FST, used by the the medical examiner’s office since 2011, was discontinued at the beginning of this year, following a ProPublica investigation that found serious flaws in the software’s design and accuracy. In September, New York City defense lawyers asked the state’s inspector general to investigate “serious malfeasance” and “a pattern of obfuscation” by the medical examiner’s office in relation to its use of FST.
The program makes its best guess about what possible DNA profiles are present as part of a mixture but never provides concrete evidence of a person’s DNA being found at a crime scene, said Erin Murphy, a professor at New York University and an expert on the use of DNA in the courtroom.
“It’s been well-established that FST is an unreliable, inadequately validated program.

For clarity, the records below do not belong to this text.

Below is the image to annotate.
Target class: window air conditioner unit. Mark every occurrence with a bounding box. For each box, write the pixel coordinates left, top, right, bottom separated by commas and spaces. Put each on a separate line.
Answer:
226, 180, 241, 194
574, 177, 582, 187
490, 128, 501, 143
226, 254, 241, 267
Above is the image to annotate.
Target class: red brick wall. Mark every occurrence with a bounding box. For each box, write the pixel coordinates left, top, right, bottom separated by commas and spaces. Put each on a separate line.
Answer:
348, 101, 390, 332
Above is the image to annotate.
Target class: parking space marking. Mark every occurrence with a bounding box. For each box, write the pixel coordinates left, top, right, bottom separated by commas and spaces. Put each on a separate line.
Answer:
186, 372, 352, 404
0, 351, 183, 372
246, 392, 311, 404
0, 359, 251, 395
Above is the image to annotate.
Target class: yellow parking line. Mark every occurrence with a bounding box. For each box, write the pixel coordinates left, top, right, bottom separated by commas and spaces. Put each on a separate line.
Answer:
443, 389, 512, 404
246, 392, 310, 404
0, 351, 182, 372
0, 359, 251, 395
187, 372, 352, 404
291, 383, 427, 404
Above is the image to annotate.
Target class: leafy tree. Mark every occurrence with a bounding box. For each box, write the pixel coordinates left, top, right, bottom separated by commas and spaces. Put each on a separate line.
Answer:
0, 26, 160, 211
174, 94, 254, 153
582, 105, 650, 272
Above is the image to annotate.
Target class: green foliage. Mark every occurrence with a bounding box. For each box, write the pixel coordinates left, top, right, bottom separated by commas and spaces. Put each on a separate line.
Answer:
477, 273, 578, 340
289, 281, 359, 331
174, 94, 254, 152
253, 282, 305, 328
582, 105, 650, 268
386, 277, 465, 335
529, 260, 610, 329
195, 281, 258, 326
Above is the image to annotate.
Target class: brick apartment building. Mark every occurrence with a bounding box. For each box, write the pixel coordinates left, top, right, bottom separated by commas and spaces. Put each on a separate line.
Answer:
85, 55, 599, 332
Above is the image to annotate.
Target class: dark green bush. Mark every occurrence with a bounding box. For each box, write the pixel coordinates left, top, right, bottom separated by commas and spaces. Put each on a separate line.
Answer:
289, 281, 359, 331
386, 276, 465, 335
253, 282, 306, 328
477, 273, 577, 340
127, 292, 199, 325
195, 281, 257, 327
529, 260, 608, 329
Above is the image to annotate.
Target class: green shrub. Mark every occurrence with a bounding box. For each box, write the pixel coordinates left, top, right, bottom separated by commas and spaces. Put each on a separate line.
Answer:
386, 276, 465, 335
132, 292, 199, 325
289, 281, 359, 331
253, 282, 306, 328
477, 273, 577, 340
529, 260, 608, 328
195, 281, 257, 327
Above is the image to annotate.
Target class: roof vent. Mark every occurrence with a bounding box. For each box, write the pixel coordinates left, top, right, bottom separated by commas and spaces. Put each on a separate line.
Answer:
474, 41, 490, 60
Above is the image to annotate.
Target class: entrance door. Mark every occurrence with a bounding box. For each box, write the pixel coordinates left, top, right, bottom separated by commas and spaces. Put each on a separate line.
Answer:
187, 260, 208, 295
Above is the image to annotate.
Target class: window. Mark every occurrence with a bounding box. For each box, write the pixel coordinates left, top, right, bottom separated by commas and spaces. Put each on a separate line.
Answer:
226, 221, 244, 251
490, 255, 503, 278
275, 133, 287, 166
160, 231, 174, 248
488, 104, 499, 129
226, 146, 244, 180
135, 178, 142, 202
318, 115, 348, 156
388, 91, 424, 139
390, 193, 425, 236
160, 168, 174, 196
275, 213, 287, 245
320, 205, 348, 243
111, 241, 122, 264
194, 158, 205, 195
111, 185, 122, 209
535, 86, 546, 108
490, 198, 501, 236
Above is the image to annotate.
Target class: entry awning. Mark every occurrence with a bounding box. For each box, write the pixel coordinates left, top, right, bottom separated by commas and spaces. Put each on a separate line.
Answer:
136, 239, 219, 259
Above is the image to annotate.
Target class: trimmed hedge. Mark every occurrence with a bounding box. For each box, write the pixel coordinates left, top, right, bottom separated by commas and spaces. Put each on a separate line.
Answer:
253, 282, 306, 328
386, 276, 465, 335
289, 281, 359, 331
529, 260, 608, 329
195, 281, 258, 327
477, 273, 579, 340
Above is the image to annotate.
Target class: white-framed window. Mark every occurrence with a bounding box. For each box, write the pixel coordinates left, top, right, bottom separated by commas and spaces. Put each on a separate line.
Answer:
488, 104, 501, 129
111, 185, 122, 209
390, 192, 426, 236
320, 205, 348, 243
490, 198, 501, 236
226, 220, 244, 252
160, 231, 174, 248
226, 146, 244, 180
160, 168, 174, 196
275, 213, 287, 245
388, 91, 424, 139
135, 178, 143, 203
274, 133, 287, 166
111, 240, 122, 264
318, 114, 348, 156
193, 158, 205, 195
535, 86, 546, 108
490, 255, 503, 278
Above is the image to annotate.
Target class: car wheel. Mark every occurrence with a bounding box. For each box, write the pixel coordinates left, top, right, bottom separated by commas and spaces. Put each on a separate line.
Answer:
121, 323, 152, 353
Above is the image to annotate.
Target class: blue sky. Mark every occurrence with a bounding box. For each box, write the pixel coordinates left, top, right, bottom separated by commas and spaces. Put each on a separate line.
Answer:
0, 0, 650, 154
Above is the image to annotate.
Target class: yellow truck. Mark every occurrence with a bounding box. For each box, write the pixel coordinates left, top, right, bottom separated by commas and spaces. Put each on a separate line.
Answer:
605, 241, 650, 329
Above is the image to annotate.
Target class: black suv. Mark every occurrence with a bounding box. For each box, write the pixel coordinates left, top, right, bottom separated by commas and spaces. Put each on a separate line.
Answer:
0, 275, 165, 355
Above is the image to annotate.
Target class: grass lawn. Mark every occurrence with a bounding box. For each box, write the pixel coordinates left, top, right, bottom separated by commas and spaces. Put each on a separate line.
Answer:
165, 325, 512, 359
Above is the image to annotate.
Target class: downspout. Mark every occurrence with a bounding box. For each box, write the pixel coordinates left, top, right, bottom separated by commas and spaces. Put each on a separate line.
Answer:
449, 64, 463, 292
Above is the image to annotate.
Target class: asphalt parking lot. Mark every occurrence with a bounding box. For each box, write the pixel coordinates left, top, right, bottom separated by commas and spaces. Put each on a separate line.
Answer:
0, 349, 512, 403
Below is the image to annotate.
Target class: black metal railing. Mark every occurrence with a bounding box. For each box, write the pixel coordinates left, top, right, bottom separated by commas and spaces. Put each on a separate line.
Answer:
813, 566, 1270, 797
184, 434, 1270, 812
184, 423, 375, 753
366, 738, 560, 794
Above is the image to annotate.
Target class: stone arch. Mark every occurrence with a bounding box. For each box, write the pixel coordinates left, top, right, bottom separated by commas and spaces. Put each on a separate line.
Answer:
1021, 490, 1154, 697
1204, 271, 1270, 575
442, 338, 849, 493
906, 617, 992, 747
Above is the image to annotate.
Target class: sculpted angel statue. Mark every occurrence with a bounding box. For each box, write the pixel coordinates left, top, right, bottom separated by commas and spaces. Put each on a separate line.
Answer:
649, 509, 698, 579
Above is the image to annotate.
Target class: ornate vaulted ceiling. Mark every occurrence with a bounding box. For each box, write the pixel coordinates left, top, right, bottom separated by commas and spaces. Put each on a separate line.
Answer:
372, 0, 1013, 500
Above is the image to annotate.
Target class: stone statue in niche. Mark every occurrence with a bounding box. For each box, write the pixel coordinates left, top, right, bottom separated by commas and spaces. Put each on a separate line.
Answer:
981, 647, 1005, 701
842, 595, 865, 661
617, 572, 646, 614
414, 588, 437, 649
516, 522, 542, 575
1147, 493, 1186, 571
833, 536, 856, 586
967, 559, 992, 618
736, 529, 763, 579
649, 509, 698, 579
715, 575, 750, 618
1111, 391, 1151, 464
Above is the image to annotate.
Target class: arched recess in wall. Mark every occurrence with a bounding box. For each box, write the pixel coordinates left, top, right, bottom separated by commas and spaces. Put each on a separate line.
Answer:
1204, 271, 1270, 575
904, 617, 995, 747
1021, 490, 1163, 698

There’s a reason why OCME has stopped using it,” said Murphy. “Any result that was generated by this program has to be re-examined.”
While OCME refused to answer most of The Daily Beast’s questions, when asked if it stood by the results of the FST test conducted on the mixture found beneath Vetrano’s fingernails, OCME replied, “Yes.”
The Queens district attorney relied heavily on the use of FST in past criminal prosecutions. Eric Rosenbaum, an assistant district attorney and head of the DNA Prosecutions Unit in Queens, described FST to ProPublica as an “extremely powerful tool because it is devastating in court.”
In a 2015 case, the Queens DA’s office insisted that DNA evidence, which consisted of a mixture of three people’s DNA, placed 36-year-old Terrell Gills at the scene of one of a string of armed robberies in Jamaica, Queens, even though a different suspect had confessed to one of the robberies and taken a plea deal.
Gills was held on Rikers for 18 months, while the district attorney declined to drop the charges.
“The evidence against him was strong,” an assistant district attorney told the Times. “We had an obligation to bring the case against him.” Eventually Gills won acquittal at trial. He’s planning on suing the city over the arrest.
So far, the Queens district attorney has been resisting Legal Aid’s requests for more information about the DNA matches.
“The DA’s position is that none of the DNA found matched anyone at the crime scene, so we’re not entitled to see it,” said Jenny Cheung, one of Lewis’ Legal Aid lawyers, referring to the DA’s refusal to hand over the full results of the 163 other DNA tests, as well as Lewis’ full DNA profile.
If the DA eventually hands over Lewis’ full DNA profile, as well as those of the others who received cheeks swabs, Legal Aid has said it will then independently run tests on each to determine the accuracy of the matches.
The NYPD and the Queens district attorney’s office both declined to comment for this story.
In October, Lewis’ lawyers dropped an ongoing mental evaluation of Lewis and decided instead to focus on the DNA evidence and the circumstances of his confession.
“This was the first time this person ever spent a night away from one of his parents. This is how he spends the night. In custody of the NYPD,” Robert Moeller, one of Lewis’ attorneys, told The Daily Beast.
“This is not the kind of person who had a normal childhood, having sleepovers with friends. He spent every night with mom and dad, and now he’s in the custody of the police.”
Philip Vetrano says he has no doubt that Chanel Lewis killed and sexually assaulted his daughter.
“There’s more evidence against this animal than any case ever,” he said. “There’s no two ways about it. There’s nuclear DNA in three locations.
“This is not a color issue, this is not a neighborhood issue, this is an evil person taking the life of an extraordinary young girl, and that’s all there is.”
While the confessions were played in court last week, Vetrano’s mother, Cathy, openly sobbing at points, clutched a large gold crucifix and waved it in Lewis’ direction. Lewis’ mother, Veta, was seated across the courtroom and directly behind her son, reading from a Bible.
Lewis kept turning to try to see his mother. Each time he did so, a court officer would command him to look ahead.